Han K, Ricard MD, Fellingham GW. Effects of a 4-week exercise program on balance using elastic tubing as a perturbation force for individuals with a history of ankle sprains. J Orthop Sports Phys Ther. 2009;39:246-255.
Edelstein J, Noonan D. Postsurgical Rehabilitation Guidelines for the Orthopedic Clinician. Chapter 39: Lateral Ankle Reconstruction. Philadelphia: Mosby, Inc.; 2006.
Eechaute C, Vaes P, Duquet W. The dynamic postural control is impaired in patients with chronic ankle instability: Reliability and validity of the multiple hop test. Clin J Sport Med. 2009;19:107-114.
Mattacola CG, Dwyer MK. Rehabilitation of the ankle after acute sprain or chronic instability. J Athl Train. 2002;37:413-429.
Munn J, Beard DJ, Refshauge KM, Lee RW. Do functional performance tests detect impairment in subjects wiht ankle instability?

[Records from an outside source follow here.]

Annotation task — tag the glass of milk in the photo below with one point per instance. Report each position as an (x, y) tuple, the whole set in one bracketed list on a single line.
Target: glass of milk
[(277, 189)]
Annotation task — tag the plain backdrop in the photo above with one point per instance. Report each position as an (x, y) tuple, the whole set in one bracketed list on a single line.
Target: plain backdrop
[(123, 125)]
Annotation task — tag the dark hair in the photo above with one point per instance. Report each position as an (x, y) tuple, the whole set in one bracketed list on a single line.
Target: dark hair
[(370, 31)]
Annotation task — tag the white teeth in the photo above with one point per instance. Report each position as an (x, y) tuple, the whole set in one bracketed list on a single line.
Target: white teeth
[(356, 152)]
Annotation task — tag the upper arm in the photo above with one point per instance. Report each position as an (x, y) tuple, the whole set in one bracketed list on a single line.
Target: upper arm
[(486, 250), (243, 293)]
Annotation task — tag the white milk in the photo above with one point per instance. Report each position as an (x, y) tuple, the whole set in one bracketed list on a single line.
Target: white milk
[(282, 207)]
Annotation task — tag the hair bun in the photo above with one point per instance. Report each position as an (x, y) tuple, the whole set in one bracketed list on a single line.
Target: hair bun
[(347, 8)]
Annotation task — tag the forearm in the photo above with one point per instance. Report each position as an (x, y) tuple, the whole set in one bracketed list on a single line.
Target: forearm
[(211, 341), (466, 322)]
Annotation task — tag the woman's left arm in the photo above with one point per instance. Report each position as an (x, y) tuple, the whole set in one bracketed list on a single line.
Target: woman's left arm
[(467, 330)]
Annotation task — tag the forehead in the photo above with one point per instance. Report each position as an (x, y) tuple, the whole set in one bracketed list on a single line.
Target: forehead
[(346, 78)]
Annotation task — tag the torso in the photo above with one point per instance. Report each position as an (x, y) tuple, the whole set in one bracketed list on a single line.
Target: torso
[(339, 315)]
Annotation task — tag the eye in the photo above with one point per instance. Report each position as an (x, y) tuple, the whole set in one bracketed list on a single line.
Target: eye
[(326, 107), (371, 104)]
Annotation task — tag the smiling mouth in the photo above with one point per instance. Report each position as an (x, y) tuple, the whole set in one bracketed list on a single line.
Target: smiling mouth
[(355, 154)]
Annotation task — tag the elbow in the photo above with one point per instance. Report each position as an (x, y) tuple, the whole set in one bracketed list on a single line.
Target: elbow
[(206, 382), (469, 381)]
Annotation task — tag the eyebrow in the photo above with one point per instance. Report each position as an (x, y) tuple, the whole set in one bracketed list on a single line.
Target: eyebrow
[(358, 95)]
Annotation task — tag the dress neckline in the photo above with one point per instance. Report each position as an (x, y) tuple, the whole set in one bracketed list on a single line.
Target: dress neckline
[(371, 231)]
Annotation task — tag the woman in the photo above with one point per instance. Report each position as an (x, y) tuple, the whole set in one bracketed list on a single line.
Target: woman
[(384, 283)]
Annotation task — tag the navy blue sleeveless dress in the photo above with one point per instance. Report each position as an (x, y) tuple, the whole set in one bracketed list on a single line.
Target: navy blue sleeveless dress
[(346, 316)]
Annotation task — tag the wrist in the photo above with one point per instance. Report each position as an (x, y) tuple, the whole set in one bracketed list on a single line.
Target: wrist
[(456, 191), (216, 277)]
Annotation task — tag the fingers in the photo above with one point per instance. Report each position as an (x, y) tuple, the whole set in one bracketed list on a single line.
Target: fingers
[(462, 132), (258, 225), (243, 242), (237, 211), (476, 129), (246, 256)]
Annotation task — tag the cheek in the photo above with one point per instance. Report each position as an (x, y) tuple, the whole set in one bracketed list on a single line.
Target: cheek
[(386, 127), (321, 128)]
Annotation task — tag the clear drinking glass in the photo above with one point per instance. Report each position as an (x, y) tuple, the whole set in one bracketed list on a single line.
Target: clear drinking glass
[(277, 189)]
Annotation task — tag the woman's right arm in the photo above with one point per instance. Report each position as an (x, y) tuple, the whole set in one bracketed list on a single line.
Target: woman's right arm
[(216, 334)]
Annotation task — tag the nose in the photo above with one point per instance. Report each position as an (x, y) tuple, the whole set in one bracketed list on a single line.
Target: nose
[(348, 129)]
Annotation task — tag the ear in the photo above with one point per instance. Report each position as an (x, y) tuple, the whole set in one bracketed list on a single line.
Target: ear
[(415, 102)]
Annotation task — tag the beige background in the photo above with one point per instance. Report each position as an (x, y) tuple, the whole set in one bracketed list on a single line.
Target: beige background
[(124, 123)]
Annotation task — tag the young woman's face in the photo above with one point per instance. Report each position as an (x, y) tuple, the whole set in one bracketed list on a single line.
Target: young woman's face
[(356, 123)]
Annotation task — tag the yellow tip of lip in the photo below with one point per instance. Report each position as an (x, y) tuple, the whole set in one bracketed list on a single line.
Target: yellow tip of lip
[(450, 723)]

J Sports Rehabil. 2002:40-50.
Worrell TW, Booher LD, Hench KM. Closed kinetic chain assessment following inversion ankle sprain. J Sports Rehabil. 1994:197-203.
Barber SD, Noyes FR, Mangine RE, McCloskey JW, Hartman W. Quantitative assessment of functional limitations in normal and anterior cruciate ligament-deficient knees. Clin Orthop Relat Res. 1990;(255):204-214.